Yeah, and that’s and, you know, we just had Ashish and other policy experts about reimbursement on — it’s very hard. You know, Ashish and many others have looked at the various payment, pay-per-performance incentives that we’ve seen, for example, in Medicare. And they they sometimes work and they have a small effect, but they often don’t work at all. So if you want to break this thing and start over, that would be great. But it’s much easier said than done. That goes all the way down to the fact that, you know, in America, the government cannot negotiate with drug companies. So brand new drug released — there’s a whole suite coming out for heart failure — are going to cost more in our country versus others. So the way to get around that has been to show better demonstration of value, for example, to managed Medicare populations, direct to consumer payment, going to employers to show value. And obviously, everyone is working around those areas. But we also have the ability for Medicaid and insurance programs where you have expansion pools where people can select where they really haven’t matured. So I think this is a long haul. And I really, truly don’t know how this is going to change. One major change could be in a post-pandemic world, depending on where people are with respect to jobs. We’ve seen unemployment numbers nosedive and start to go up as they may broker their own health care in really interesting ways. So they may get high-deductible health plans and then hedge against catastrophic illness with that. But then for a sort of the daily stuff, that runny nose, the sniffles, you know, you know, general wellness checks, they may use low-cost telehealth.

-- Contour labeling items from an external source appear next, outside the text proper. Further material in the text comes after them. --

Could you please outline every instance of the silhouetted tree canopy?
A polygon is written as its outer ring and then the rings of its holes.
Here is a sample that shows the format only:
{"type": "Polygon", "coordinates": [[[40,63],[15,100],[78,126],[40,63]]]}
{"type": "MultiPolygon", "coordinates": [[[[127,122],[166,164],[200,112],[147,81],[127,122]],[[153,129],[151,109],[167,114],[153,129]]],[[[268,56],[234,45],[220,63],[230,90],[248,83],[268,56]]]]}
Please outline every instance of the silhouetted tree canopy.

So I know it can be hard to be in the prediction game. But I want to ask you, you know, looking ahead to post pandemic world or even in the coming months to a world that is in kind of the latter stages of the pandemic as things hopefully slowly go back to normal, what are you going to be watching for? What are sort of the themes or trends with respect to remote monitoring technologies and everything else we’ve talked about today that you’re going to be monitoring?

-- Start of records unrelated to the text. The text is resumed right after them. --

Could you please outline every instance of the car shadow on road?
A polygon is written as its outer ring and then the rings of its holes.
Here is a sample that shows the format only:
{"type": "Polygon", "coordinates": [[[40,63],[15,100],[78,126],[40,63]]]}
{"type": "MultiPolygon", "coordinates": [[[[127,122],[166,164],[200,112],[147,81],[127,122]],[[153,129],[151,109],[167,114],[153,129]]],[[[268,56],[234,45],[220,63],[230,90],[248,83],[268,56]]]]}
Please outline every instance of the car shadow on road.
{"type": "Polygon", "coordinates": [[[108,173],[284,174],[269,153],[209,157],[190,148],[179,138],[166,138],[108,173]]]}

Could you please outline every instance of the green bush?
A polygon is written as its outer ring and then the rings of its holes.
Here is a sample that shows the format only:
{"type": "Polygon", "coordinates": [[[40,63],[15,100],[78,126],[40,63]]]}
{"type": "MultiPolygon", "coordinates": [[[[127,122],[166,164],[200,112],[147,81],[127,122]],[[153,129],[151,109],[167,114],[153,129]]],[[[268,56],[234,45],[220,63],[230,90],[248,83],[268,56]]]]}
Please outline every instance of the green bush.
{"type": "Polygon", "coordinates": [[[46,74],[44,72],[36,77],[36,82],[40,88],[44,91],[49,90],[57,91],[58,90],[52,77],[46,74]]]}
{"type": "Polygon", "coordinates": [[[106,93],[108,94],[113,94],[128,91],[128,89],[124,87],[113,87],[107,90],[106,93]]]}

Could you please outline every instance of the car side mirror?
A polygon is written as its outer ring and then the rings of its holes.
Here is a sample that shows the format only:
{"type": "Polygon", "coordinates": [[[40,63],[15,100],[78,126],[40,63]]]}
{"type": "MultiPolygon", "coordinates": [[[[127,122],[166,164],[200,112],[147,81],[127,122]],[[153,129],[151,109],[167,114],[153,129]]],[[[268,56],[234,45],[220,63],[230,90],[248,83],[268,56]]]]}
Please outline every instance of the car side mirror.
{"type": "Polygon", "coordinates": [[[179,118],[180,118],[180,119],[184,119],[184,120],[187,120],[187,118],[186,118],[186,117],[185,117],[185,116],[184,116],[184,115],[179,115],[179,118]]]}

So with remote monitoring, there is kind of new reimbursement now and it’s stable, it’s working. And we’re seeing a lot of companies kind of try to get in with that. We haven’t seen major consolidation across different areas. The cardiac stuff is happening mainly in companies whose core business is is ECG outpatient monitoring. And so we’ve not seen multiple disease states under a single solution, nor have we seen a lot of development in great software products that can work asynchronously between doctors and patients. So I think that will definitely continue. I’m really looking to see what the traction is of remote monitoring and also virtual visits. We saw virtual visits skyrocket, but in the last quarter the claims have come down. The number of people have gone down. We’ve seen more face to face. What does that steady state look like? And can we learn if we’re just going to delay the inevitable that you have to come in? Or can we think creatively on on how we can have complex diagnostics go home? Is it possible to get workers to go out and do a ECG or echocardiogram or other studies, meeting patients where they are? And can we scale something like that? Is it possible that patients can do AI-guided diagnostics themselves in a safe way where they can avoid coming in and mail things back? So I’m really interested to see how we think through those ideas and build products around them.